Today, Richardson cares for 39 lions at his 800-hectare Kingdom of the White Lion in Broederstroom, an hour and a half drive from Johannesburg, where the film was shot to include tawny gold lions as well as those born white because of a recessive gene.
Lions are nocturnal and spend most of the day sleeping, so filming was limited to a couple of hours in the morning and perhaps another couple in the afternoon - if the cats were willing. Letsatsi was portrayed by several different lions over the four years it took to make the movie. A cuddly cub filmed in the summer of 2006 might be sprouting a mohawk-style tuft of hair the following year, the precursor to a mane.

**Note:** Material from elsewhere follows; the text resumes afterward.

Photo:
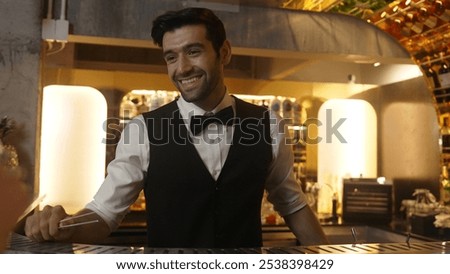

Richardson said he breaks every rule in the book in handling lions. On a recent morning, the lions welcomed Richardson with rumbling purrs. One shut his eyes in ecstasy and rolled onto his back as Richardson scratched his chin. Another licked Richardson's hand, the tongue as rough as sandpaper. Too many licks can cause bleeding.
Two 180kg lions wrestled him to the ground and a lioness jumped on his back, covering Richardson for a tense minute. He emerged from a tangle of furry blond limbs, face red. One lion threw a casual paw on Richardson's shoulder.
"Ugh, no claws you naughty boy!" he admonished, slapping away a paw larger than his face.
He's been attacked by his lions twice. Once during filming, a lion named Thor grabbed Richardson's arm and pinned him against the cage holding the camera crews, who looked on terrified and unable to help.
"I thought: There goes my arm, and it's my own fault. I was provoking him to get a fight sequence that we needed," Richardson said. The lion stared him in the eyes for what seemed five minutes but couldn't have lasted more than a few seconds, before releasing him, he recalled.
"Lions are 99% chill and & lethal," Richardson said.